The one where you run, fish, and drink beer
If trailrunning, fly fishing, and drinking craft beer all sound like activities you want to combine into a single sport, than this competition may be for you. It’s called the Rocky Mountain Flyathlon, and it will be sure to tie your stomach into all sorts of knots.
Held since 2013—although unofficially—the Flyathlon is actually governed by a strict set of rules. For example, during the 2015 events, rules stated “please don’t be a jack ass,” and “pretending to enjoy yourself in order to be fresh for the actual race may result in a DQ.” Keep in mind that these events are officially permitted by the US Forest Service, and have been taking place across Idaho and Colorado.
You can catch a glimpse of the marathon in the video below, or read more about its rules on the official website here.
The one where you beat carp with bats
Asian carp are a menace, and unfortunately, they aren’t exactly too receptive to being caught on rod and reel. So what’s the solution? Well, bringing bats of course! The so-called Redneck Fishing Tournament in Bath, Illinois is famous for having banned fishing poles from its annual carp-hunting contest, where the tools of the trade are nets, or if you’re feeling adventurous, just about anything. Of course, this doesn’t appeal to everyone—and not a few find some of the methods distasteful—but the tournament does bring attention to the Asian carp problem in Illinois.

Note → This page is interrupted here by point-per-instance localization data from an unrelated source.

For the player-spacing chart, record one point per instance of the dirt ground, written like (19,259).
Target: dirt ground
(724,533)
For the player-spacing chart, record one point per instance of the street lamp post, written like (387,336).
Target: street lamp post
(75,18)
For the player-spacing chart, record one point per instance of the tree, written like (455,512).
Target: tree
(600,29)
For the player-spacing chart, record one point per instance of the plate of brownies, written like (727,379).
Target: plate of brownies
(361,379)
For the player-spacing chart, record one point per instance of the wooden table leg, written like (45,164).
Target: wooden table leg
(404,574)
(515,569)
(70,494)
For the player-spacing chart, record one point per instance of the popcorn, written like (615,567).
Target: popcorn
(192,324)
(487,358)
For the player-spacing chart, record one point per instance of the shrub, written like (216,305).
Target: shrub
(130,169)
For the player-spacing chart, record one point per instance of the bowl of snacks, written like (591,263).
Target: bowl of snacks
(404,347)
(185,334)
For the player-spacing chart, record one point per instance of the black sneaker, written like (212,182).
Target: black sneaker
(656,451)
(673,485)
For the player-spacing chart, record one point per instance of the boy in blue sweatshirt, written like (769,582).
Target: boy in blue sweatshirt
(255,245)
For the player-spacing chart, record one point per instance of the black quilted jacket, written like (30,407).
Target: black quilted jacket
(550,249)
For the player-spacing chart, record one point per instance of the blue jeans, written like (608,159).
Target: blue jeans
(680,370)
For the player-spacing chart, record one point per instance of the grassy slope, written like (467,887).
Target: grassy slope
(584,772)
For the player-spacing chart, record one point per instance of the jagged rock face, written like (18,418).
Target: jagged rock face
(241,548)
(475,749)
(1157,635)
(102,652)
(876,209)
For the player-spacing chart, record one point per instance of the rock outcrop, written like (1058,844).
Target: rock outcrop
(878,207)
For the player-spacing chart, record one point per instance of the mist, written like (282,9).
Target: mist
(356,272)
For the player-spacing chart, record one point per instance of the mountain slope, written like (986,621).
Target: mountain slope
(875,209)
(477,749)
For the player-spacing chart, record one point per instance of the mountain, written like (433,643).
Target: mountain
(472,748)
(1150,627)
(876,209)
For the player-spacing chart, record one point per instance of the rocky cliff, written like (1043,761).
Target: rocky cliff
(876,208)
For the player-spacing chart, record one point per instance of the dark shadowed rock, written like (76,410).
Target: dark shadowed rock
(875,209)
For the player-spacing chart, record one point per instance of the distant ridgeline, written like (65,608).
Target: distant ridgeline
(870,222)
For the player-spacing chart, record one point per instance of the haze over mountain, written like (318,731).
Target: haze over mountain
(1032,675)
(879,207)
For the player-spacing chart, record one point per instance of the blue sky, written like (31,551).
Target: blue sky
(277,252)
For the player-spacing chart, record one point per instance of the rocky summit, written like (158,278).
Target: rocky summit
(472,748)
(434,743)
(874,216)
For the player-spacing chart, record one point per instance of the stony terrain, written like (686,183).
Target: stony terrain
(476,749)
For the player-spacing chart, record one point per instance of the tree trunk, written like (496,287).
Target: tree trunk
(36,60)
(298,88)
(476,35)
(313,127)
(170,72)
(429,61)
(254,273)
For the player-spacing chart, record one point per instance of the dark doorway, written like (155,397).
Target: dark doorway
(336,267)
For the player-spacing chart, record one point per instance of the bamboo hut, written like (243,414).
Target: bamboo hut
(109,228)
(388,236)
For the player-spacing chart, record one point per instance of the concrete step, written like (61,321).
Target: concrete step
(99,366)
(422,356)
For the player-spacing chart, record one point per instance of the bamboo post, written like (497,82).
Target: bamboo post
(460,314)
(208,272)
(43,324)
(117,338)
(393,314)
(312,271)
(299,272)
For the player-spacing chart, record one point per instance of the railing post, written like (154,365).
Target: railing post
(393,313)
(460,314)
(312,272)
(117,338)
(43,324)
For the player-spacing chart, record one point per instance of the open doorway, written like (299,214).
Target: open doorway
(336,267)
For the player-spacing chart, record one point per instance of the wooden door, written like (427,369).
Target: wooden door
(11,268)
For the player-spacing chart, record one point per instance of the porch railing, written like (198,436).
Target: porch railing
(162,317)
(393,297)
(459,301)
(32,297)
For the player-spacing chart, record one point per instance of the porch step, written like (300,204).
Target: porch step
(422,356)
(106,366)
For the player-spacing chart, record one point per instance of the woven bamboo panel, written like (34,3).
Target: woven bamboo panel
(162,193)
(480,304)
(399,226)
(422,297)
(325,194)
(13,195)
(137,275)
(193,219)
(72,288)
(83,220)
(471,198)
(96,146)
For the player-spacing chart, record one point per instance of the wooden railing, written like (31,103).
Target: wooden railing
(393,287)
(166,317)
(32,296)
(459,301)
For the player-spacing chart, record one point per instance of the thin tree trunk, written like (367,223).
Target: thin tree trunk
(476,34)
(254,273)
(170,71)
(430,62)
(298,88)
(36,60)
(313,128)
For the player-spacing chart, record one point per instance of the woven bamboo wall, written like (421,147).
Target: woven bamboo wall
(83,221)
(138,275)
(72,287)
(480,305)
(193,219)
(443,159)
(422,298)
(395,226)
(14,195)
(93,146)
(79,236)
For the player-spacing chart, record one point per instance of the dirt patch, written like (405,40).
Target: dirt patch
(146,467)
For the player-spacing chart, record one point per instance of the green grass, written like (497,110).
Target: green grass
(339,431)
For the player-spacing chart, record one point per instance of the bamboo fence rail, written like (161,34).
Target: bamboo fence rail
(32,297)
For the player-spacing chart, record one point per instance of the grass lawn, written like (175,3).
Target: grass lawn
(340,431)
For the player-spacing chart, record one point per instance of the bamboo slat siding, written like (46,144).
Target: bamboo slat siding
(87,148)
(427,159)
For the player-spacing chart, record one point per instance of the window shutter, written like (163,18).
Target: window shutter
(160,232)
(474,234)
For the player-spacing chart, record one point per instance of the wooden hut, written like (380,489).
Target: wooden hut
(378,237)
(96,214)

Other smaller off-shoots of the original have sprung up, including ones where people have resorted to using medieval weaponry on the fish. Remember, just because it’s legal does not always mean it’s safe or encouraged. As much as we all want Asian carp put of our rivers, bringing a cheap, gift shop katana to the fight will only do so much.
You can watch a video of the 2014 event below:
The one with 10,000 ice fishermen
The annual Ice Fishing Extravaganza in Minnesota’s Gull Lake is nothing too out of the ordinary. At least, if you don’t consider the fact that it draws more than 10,000 anglers to the lake, fishing out of 20,000 holes and raising hundreds of thousands of dollars for charity. If you’re the sort of angler who likes their privacy, than this mega-event may not be for you.
You can read more about the Ice Fishing Extravaganza from a first-hand account here, or catch a glimpse of the world’s largest icefishing competition below:
The one where you “improvise”
Have you ever tried fishing out of a Subaru or a used couch? They are not exactly the most practical ocean-faring vessels—not that a new couch would be much better either. Last year coastguards in Auckland, Australia shut down a tournament where the goal was to catch fish out of the most improbable vessel ever, and the list included cars, furniture, a stack of tires, random objects pulled by dinghies, and other improvised vessels. There was also a bit of racing involved.
Despite the obvious dangers involved, contestants said the unnamed event had actually run for several years. The coastguard chided the anglers but did not issue any tickets, and noted that the boaters had been wearing life jackets. Participants said that safety was a main concern.